En medio de este incierto panorama electoral, en el que el Gobierno confía en que las Farc firmen la paz en los próximos meses, pero no se le ve el mismo afán a la guerrilla, una inesperada reunión entre el senador Uribe y el fiscal general Eduardo Montealegre generó suspicacias y todo tipo de interpretaciones. No faltó quien dijera que Uribe fue a preguntar por los procesos contra su entorno familiar y político, y que salió a relucir el tema de Saludcoop, que le causa roncha al jefe del ente investigador. La versión oficial quedó en que los dos encontraron puntos de convergencia frente al proceso de paz.
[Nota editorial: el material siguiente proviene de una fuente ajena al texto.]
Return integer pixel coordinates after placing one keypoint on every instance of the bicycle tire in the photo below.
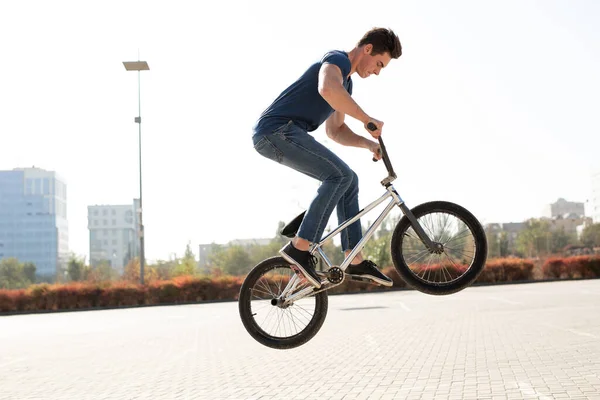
(252, 326)
(401, 235)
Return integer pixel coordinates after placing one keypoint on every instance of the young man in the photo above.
(323, 95)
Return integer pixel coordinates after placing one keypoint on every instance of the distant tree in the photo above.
(29, 271)
(13, 274)
(535, 238)
(187, 265)
(590, 237)
(235, 261)
(76, 269)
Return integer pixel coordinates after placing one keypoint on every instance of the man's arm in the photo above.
(339, 132)
(331, 88)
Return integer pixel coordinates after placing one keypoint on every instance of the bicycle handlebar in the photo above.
(386, 160)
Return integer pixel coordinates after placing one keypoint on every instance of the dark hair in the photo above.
(383, 40)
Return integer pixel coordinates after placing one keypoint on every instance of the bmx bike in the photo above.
(437, 248)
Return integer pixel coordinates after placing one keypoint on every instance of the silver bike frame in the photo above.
(396, 200)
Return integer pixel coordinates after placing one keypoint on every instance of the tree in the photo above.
(13, 274)
(29, 271)
(560, 239)
(101, 273)
(535, 238)
(76, 269)
(236, 261)
(590, 237)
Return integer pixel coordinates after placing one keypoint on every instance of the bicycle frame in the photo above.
(317, 248)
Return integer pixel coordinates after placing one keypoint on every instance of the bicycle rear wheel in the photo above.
(459, 263)
(266, 319)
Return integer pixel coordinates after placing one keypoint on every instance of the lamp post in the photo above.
(139, 66)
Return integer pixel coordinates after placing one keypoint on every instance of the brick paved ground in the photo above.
(534, 341)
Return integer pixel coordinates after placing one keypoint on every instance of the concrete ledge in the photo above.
(11, 313)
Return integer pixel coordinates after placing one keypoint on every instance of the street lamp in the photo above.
(139, 66)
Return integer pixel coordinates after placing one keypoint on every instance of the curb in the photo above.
(387, 290)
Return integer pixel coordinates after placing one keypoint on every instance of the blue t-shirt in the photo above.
(301, 101)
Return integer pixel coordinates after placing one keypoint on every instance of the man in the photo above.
(323, 95)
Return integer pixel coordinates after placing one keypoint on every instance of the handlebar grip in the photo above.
(372, 127)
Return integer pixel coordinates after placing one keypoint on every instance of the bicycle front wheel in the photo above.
(463, 255)
(270, 322)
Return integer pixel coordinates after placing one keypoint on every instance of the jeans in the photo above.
(293, 147)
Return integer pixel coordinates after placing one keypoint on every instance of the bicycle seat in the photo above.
(292, 227)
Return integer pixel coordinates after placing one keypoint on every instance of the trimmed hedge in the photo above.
(189, 289)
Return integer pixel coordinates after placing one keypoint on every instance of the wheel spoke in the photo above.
(279, 321)
(459, 248)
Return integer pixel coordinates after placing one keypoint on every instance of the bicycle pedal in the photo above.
(363, 279)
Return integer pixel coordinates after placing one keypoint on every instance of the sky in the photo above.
(493, 105)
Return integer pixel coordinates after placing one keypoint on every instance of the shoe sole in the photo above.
(375, 279)
(309, 278)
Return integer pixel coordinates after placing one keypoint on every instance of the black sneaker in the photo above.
(368, 269)
(303, 261)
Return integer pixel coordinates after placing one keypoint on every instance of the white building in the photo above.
(562, 208)
(593, 210)
(113, 234)
(33, 219)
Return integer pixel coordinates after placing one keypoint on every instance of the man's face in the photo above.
(370, 64)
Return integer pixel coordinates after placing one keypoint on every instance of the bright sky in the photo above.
(493, 105)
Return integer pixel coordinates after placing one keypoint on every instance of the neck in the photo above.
(354, 56)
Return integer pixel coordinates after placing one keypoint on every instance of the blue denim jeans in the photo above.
(293, 147)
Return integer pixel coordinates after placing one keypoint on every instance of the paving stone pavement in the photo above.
(528, 341)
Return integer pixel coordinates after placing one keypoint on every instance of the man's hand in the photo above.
(379, 124)
(375, 149)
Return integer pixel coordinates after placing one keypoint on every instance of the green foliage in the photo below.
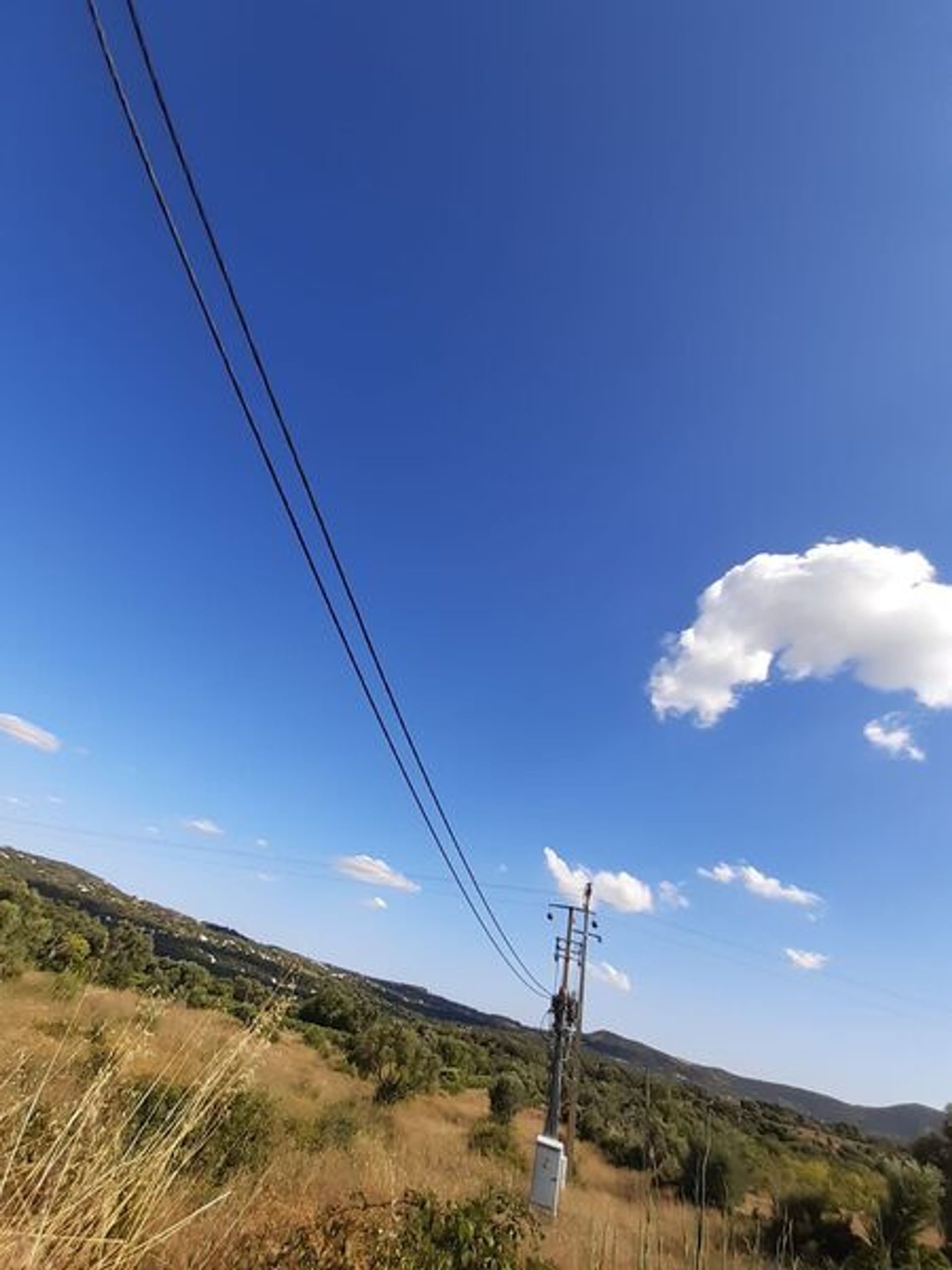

Aunque afloró la resistencia uribista frente a la posibilidad de que los jefes guerrilleros participen en política sin que resuelvan sus cuentas con la justicia o que se amplíe el delito político, también trascendió su afinidad frente a la idea de que los guerrilleros se concentren en determinadas zonas y establezcan un cese al fuego unilateral, bajo la vigilancia de las fuerzas institucionales. En la trasescena, así no comparta esta unidad de criterios, fuentes del Gobierno confirmaron que al menos hay una buena señal de que oposición, Ejecutivo y Fiscalía empiecen a discutir opciones para el proceso con las Farc.

Por lo pronto, según pudo establecer El Espectador, el Gobierno quiere impulsar un encuentro de líderes de los distintos partidos políticos como mecanismo complementario de apoyo a las negociaciones de La Habana. La idea es que apenas se evacue el debate de las víctimas y empiece a discutirse el fin del conflicto, se busquen los consensos necesarios para que aspectos como el cese al fuego, la dejación de armas o las garantías de seguridad, pasen por un filtro común y resulte menos compleja la controversia sobre el modelo de justicia transicional que pueda garantizar la firma de un acuerdo de paz.

Todo pasa porque la negociación en La Habana no tenga demasiados contratiempos y se pueda avanzar en los temas más difíciles de la agenda. Aunque siempre resulte incómodo hablar de fechas fatales, el 25 de octubre de 2015 surge en el horizonte como una utópica meta. La de la oportunidad de las Farc para empezar a participar en política si se logra la paz territorial diseñada con el Gobierno; o la del Ejecutivo que sabe que si para ese momento no hay nada claro, los riesgos para la continuidad del proceso son indiscutibles. El mapa del poder local que se trace en un año puede marcar los destinos de Colombia.

Claro está que falta lo más difícil. La pelea porque la justicia no resulte sacrificada en los acuerdos, el pulso para que los colombianos refrenden o no los acuerdos de La Habana y la satisfacción de las víctimas, que constituyen el inamovible ético que anima el proceso de paz. Lo demás es el juego de la justicia ordinaria, el otro escenario donde habitualmente en Colombia se mueve la política. Hay muchos procesos abiertos y otros tantos abogados y denunciantes que se mueven animando expedientes. Cuando se empiece a calentar la contienda por el poder local, se sabrá qué tanto terminará influyendo el Poder Judicial en el ajedrez de las regiones.